In “Rhetoric and Competition: Academic Agonistics”, Linda Hutcheon describes a structural defect in the way that academics use rhetoric to make their arguments. She suggests that within intellectual discourse the primary mode of rhetorical engagement is one of competition. The outcome is a fundamentally unproductive, and downright destructive, approach to the discussion and exploration of ideas.
Instead of fostering a constructive discourse, one that literally builds and grows out of a shared investment in ideas and intellectual concerns, this approach privileges the brilliance of an attack mode devoted to breaking down and vigorously unmanning the vulnerabilities of an argument’s rhetorical structure. In other words, rhetorical engagement becomes a combative sport, and its participants gladiators hellbent on the destruction of one another.
In this sense, Hutcheon’s reforms to the state of rhetorical discourse within the academy shares much with Bateson’s own suggestion that we engage in a more “cybersystemic” existence that privileges coordination and cooperation over individualism and competition. In fact Hutcheon’s and Bateson’s reforms go hand in hand, as a collaborative social existence would need to be facilitated by an equally collaborative form of social communication. As long as we continue to conduct our lives and conversations gladiatorally, both seem to suggest, we will fail to harness the full potential of human existence.

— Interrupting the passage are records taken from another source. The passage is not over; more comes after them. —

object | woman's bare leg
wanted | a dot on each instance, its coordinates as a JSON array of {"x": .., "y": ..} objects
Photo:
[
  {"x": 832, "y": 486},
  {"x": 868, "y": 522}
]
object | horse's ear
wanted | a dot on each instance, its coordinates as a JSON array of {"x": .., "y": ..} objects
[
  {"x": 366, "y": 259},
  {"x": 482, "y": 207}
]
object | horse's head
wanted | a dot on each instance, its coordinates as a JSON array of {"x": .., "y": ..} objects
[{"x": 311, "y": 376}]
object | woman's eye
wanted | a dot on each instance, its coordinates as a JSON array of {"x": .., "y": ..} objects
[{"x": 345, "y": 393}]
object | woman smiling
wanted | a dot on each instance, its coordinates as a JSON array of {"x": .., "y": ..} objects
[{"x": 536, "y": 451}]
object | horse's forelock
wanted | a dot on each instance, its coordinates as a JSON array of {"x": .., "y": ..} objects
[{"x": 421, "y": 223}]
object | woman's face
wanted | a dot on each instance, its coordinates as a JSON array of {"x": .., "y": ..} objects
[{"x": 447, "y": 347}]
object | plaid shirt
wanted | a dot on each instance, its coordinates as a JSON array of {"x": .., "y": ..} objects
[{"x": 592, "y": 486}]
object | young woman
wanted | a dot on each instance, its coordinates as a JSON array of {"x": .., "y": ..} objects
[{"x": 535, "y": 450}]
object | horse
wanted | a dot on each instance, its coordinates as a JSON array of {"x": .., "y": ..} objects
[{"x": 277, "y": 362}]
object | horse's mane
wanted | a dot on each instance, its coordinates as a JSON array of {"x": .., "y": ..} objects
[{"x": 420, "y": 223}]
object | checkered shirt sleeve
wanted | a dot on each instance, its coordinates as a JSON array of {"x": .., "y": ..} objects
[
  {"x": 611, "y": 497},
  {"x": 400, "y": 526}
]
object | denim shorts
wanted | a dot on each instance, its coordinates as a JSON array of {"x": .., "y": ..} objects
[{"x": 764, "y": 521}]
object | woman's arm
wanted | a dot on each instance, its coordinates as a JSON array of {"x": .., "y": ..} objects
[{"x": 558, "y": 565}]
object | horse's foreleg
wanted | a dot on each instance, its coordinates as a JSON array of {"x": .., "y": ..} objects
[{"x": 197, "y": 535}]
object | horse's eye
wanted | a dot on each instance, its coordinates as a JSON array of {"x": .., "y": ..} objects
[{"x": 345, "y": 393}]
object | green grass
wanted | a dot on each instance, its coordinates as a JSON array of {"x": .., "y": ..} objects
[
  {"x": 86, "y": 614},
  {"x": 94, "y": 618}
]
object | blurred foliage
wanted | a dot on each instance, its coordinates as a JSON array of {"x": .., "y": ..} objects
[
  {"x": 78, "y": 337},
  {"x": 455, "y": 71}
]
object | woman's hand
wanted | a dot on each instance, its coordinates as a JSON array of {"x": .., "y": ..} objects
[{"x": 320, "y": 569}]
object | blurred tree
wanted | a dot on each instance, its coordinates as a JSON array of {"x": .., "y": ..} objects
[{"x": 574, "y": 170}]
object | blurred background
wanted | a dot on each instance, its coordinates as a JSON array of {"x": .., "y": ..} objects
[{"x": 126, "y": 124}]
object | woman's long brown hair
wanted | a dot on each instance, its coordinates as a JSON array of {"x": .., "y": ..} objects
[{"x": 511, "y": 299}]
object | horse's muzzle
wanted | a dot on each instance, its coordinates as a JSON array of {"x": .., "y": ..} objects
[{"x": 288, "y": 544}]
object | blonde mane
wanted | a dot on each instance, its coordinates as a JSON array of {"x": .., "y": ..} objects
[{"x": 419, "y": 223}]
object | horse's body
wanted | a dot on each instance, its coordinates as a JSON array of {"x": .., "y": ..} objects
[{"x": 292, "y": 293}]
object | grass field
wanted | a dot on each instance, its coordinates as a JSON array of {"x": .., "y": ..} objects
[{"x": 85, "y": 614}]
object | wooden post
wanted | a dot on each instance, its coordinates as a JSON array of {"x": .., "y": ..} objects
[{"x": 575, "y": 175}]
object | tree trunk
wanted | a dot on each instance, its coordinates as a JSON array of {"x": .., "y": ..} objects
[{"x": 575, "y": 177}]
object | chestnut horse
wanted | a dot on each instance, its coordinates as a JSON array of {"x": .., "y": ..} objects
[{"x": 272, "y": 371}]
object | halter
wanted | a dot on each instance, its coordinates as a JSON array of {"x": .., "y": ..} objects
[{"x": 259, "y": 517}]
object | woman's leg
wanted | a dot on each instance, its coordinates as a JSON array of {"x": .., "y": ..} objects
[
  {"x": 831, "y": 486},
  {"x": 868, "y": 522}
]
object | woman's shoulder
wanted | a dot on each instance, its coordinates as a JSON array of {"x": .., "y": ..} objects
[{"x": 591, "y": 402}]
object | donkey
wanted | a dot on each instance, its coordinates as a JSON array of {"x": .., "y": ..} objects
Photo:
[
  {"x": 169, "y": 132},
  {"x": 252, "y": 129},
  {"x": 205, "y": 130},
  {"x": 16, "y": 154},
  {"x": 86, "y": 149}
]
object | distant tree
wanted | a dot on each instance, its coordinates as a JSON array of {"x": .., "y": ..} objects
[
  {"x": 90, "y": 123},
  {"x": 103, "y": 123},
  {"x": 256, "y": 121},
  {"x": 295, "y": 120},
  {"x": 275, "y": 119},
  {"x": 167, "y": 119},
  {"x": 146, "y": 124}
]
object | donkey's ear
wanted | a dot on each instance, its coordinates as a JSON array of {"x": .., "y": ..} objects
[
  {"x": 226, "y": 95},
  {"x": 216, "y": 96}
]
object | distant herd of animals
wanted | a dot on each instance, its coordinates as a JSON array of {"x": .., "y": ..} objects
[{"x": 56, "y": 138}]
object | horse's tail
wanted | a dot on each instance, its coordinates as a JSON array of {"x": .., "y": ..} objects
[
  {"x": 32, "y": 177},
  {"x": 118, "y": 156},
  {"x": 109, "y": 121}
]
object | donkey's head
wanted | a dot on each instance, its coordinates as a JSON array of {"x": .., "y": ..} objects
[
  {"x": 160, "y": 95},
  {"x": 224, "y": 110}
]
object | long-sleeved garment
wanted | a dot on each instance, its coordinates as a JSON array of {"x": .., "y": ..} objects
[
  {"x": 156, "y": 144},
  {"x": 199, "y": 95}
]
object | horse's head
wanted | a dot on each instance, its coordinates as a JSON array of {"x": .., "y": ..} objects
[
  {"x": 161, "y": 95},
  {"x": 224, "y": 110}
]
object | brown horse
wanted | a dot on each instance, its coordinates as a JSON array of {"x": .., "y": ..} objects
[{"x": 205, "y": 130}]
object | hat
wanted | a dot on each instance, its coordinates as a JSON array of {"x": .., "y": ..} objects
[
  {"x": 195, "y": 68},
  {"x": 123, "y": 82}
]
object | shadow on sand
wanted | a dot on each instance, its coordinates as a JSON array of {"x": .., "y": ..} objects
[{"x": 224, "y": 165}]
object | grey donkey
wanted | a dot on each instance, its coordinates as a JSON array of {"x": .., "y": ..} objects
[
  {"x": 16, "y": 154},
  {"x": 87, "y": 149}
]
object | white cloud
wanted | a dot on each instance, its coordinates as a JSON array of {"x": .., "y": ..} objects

However, while Hutcheon’s message paints a brightly positive picture of the cooperative approach to rhetorical engagement, it overlooks the potential vulnerabilities of such an approach. Poster ps0800 exposes just such a vulnerability when he writes that “cooperation is as fragile as trust, where one incentive to break the effort undermines the possibilities of it in the future”. In this light, it might be more interesting to interrogate the following question: if cooperation is so self-evidently more productive as a principle of social and rhetorical engagement, then why has it consistently been undermined by a more aggressive and agonistic forms of interaction?